Search code examples
parsingbisonflex-lexerlexer

Use yylex() to get the list of token types from an input string


I have a CLI that was made using Bison and Flex which has grown large and complicated, and I'm trying to get the complete sequence of tokens (yytokentype or the corresponding yytranslate Bison symbol numbers) for a given input string to the parser.

Ideally, every time yyerror() is called I want to store the sequence of tokens that were identified during parse. I don't need to know the yylval's, states, actions, etc, just the token list resulting from the string input to the buffer.

If a straightforward way of doing this doesn't exist, then just a stand-alone way of going from string --> yytokentypes will work.

The below code just has debugging printouts, which I'll change to storing it in the place I want as soon as I figure out how to get the tokens.

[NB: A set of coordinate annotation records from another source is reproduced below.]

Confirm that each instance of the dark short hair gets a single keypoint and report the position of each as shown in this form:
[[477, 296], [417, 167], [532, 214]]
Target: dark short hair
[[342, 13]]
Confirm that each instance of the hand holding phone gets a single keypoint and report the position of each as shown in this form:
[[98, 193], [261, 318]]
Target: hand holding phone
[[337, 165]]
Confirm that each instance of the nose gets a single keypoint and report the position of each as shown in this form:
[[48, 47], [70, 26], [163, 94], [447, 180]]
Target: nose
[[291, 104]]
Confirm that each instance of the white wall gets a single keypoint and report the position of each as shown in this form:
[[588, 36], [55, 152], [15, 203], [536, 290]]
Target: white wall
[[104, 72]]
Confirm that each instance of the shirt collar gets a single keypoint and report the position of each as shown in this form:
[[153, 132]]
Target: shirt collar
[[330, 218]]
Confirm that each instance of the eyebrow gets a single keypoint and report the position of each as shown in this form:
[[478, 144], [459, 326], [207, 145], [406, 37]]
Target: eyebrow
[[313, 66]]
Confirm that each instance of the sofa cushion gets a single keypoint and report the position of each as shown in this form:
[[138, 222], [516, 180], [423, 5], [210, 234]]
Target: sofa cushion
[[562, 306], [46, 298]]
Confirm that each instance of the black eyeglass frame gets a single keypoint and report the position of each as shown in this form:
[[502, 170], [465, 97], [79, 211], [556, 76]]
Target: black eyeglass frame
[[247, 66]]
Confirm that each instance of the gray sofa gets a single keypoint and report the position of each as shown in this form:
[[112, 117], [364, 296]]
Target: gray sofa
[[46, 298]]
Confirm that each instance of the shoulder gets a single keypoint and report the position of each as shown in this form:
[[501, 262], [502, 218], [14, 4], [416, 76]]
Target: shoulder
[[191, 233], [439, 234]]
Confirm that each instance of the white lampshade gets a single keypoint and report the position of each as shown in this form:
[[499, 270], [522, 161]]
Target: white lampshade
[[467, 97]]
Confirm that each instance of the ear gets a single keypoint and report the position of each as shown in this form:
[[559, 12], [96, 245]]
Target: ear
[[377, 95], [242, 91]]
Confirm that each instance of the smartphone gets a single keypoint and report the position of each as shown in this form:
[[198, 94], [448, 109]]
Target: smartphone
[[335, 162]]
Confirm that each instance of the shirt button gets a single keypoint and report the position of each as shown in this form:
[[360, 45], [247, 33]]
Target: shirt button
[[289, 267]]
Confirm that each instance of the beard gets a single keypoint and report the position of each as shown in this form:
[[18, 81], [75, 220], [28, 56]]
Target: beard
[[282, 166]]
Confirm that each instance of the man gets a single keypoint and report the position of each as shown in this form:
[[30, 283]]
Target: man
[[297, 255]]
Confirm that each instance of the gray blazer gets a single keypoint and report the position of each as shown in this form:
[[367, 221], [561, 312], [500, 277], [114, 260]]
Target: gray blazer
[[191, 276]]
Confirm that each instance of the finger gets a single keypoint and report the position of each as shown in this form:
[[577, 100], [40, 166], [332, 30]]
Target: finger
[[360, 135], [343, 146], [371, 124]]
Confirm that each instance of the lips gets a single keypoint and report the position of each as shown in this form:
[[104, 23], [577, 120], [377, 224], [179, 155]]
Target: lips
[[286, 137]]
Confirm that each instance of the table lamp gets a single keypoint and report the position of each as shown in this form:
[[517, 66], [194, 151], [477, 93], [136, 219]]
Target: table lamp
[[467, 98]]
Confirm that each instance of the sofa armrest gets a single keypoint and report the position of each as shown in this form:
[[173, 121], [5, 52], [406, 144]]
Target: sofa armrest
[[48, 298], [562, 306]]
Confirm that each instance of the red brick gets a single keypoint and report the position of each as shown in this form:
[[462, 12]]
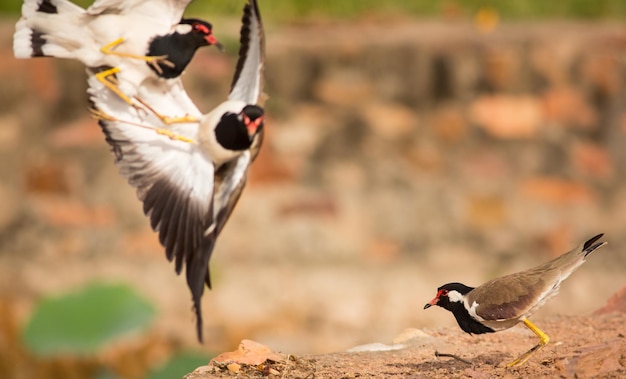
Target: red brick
[[557, 191]]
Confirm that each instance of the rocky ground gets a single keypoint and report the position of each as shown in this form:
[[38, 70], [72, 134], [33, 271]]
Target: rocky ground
[[580, 347]]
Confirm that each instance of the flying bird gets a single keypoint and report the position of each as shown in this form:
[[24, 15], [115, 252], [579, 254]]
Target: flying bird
[[506, 301], [190, 176], [147, 40]]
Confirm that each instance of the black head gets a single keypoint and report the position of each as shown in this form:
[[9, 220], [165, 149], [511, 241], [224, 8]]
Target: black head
[[449, 293], [180, 46], [201, 32], [450, 296], [236, 131]]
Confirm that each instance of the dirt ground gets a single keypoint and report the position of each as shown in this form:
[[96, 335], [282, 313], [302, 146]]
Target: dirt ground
[[581, 347]]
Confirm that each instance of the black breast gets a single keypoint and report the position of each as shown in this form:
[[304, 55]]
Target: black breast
[[467, 322]]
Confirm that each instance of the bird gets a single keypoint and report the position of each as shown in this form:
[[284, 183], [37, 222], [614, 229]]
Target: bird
[[190, 176], [504, 302], [139, 39]]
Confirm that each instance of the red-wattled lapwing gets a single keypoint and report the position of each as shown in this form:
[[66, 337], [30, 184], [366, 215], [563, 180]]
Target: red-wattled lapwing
[[503, 302], [190, 175], [131, 40]]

// When an error condition is reached, yylex() to get the yytokentypes
void yyerror(const char *s)
{
    std::cerr<<"LEX\n";
    int tok; // yytokentype
    do
    {
        tok = yylex();
        std::cerr<<tok<<",";
    }while(tok);
    std::cerr<<"LEX\n";
}

Solution

  • A simpler solution is to just change the name of the lexer using the YY_DECL macro and then add a definition of yylex at the end:

    %{
    // ...
    #include "parser.tab.h"
    #define YY_DECL static int wrapped_lexer(void)
    %}
    
    %%
      /* rules */
    %%
    int yylex(void) {
      int token = wrapped_lexer();
      /* do something with the token */
      return token;
    }
    

    Having said that, unless the source code is read-once for some reason, it's probably faster on the whole to rescan the input only if an error is encountered rather than saving the token list in case an error is an encountered. Lexing is really pretty fast, and in many use cases, syntactically correct inputs are more common than erroneous ones.